The trace file is a JSON object with a `messages` array. Each message has a `role`, `content`, and optional `tool_calls`:

```json
{
  "trace_id": "my-trace",
  "messages": [
    {"role": "user", "content": "Find the best Python testing framework."},
    {
      "role": "assistant",
      "content": "Let me search for that.",
      "tool_calls": [
        {
          "tool_name": "web_search",
          "arguments": {"query": "best Python testing framework"},
          "result": "No relevant results found.",
          "success": true
        }
      ]
    }
  ]
}
```

## Architecture

agentdx uses a three-tier detection architecture:

```
Trace Input → Parser → Normalised Trace → Detectors → Diagnostic Report
                                              │
                                   ┌──────────┼──────────┐
                                   │          │          │
                              Rule-Based   ML Model   LLM-as-Judge
                              (< 10ms)    (< 100ms)   (async)
```

**Tier 1 — Rule-Based** (v0.1.0): Deterministic pattern matching on trace structure. Fast, interpretable, zero external dependencies.
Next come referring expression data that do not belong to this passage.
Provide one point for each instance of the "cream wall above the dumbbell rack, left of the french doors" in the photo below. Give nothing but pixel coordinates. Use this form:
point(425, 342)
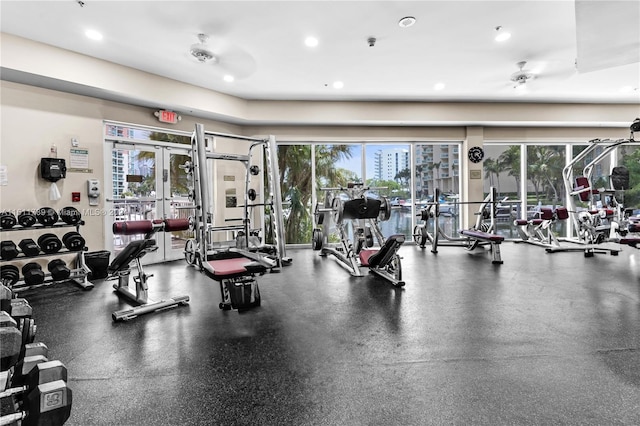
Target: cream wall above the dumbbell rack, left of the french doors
point(33, 119)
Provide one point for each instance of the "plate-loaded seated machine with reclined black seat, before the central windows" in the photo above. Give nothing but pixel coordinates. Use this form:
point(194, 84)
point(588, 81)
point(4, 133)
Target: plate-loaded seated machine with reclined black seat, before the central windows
point(352, 206)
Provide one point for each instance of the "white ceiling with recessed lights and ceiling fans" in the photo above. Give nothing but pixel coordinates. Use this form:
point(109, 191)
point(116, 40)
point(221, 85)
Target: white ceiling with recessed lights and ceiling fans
point(261, 44)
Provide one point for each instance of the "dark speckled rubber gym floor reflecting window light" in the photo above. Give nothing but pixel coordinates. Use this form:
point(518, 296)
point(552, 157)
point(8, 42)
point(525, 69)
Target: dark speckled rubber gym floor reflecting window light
point(543, 339)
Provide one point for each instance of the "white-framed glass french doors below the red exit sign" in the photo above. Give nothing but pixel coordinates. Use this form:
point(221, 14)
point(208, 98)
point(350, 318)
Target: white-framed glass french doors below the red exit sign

**Tier 2 — ML Classifier** (planned): Trained classifiers for pathologies that require statistical pattern recognition.

**Tier 3 — LLM-as-Judge** (planned): Asynchronous LLM evaluation for complex, context-dependent pathology detection.

## Supported Frameworks

| Framework | Parser | Status |
|-----------|--------|--------|
| Raw JSON traces | `JSONParser` | v0.1.0 |
| LangChain / LangGraph | `LangChainParser` | Planned |
| CrewAI | `CrewAIParser` | Planned |
| AutoGen / AG2 | `AutoGenParser` | Planned |
| OpenAI Agents SDK | `OpenAIAgentParser` | Planned |

## Output Formats

- **JSON** — machine-readable diagnostic report
- **Markdown** — human-readable summary with severity ratings

## Research

agentdx is developed by [MLDeep Systems](https://mldeep.io), an AI and data consulting firm specialising in agent reliability. See [mldeep.io/research](https://mldeep.io/research) for related publications.
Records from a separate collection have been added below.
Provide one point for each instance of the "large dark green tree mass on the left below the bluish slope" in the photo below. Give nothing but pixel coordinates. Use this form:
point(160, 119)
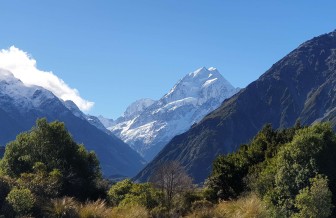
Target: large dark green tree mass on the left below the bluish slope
point(48, 152)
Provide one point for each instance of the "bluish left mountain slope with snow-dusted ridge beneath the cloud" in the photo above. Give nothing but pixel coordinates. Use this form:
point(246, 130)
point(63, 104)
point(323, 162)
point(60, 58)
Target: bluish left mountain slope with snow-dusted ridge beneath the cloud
point(21, 105)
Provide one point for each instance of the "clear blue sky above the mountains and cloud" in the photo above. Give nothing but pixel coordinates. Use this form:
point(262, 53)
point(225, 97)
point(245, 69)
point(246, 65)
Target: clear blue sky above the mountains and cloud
point(115, 52)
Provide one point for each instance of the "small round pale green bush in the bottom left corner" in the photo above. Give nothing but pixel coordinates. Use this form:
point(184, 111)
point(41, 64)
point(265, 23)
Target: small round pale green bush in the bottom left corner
point(21, 200)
The failure pathology taxonomy draws on:

- OWASP GenAI Security Project. (2025). *Top 10 for Agentic Applications.* [genai.owasp.org](https://genai.owasp.org/resource/owasp-top-10-for-agentic-applications-for-2026/)
- Cemri, M., Pan, M., et al. (2025). *Why Do Multi-Agent LLM Systems Fail?* arXiv:2503.13657. [arxiv.org](https://arxiv.org/abs/2503.13657)

## Contributing

We welcome contributions. See [CONTRIBUTING.md](CONTRIBUTING.md) for guidelines.

## Citation

If you use agentdx in your research, please cite:

```bibtex
@software{mldeepsystemsagentdx,
  author    = {Parimoo, Anmol},
  title     = {agentdx: An Open-Source Diagnostic SDK for AI Agent Reliability},
  year      = {2026},
  url       = {https://github.com/mldeepsystems/agentdx},
  license   = {MIT}
}
```

## License

MIT. See [LICENSE](LICENSE) for details.